Budujesz dom, licząc, że w pewnym momencie stanie się on twoją ostoją, miejscem, gdzie stworzysz siedlisko dla siebie i bliskich. Niestety, rzeczywistość bywa brutalna. Tyrając na spłatę kredytu, spędzając coraz więcej życia nad realizacją swoich marzeń, nie zauważasz, że czas, który na to poświęcasz, kradniesz rodzinie. Rodzinne więzi coraz bardziej się rozluźniają, dzieci w międzyczasie dorastają i wylatują z gniazdka, które stworzyłeś, a ty zostajesz w najlepszym razie z żoną, ciesząc się, że masz trawę do skoszenia, że węgiel na zimę trzeba kupić, że blachę wichura oderwała i trzeba wejść na dach poprawić.
A syn czy córka ci mówi, że gdybyście na tym zadupiu nie mieszkali, to może częściej by do was zajrzeli, a tak to oni po prostu nie mają ochoty wracać gdzieś na wieś, gdzie tania działka się ci akurat trafiła. Na starość z tymi cegłami zostajesz sam. No tak, można sprzedać, tylko czy zamiast męczyć się na budowie, nie lepiej było z rodziną choćby do Łeby w wakacje? Może dzieciaki miałyby przynajmniej jakieś wspomnienia, a dzieciństwo nie kojarzyłoby się im z dźwiękiem betoniarki.
Trochę przerysowałem, wiem, ale czy tak czasem nie jest, jak ktoś bardzo tych swoich cegieł potrzebuje? Ja patrzę ze swojego punktu widzenia.
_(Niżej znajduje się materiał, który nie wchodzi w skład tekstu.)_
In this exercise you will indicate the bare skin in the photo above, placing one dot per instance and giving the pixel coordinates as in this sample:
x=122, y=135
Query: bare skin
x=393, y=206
Dzieci usamodzielnione, człowiek ma coraz mniej siły, żeby spożytkować ją jeszcze na jakieś dodatkowe naprawy, remonty. Wolę wynajmować, z przystankiem w odległości 100 metrów, do Kauflandu 300. Że nie moje, cóż z tego, do trumny i tak nie wezmę, a czy aż tak mi zależy, na tym, żeby rodzina skłóciła się przez spadek po mnie? Chyba nie.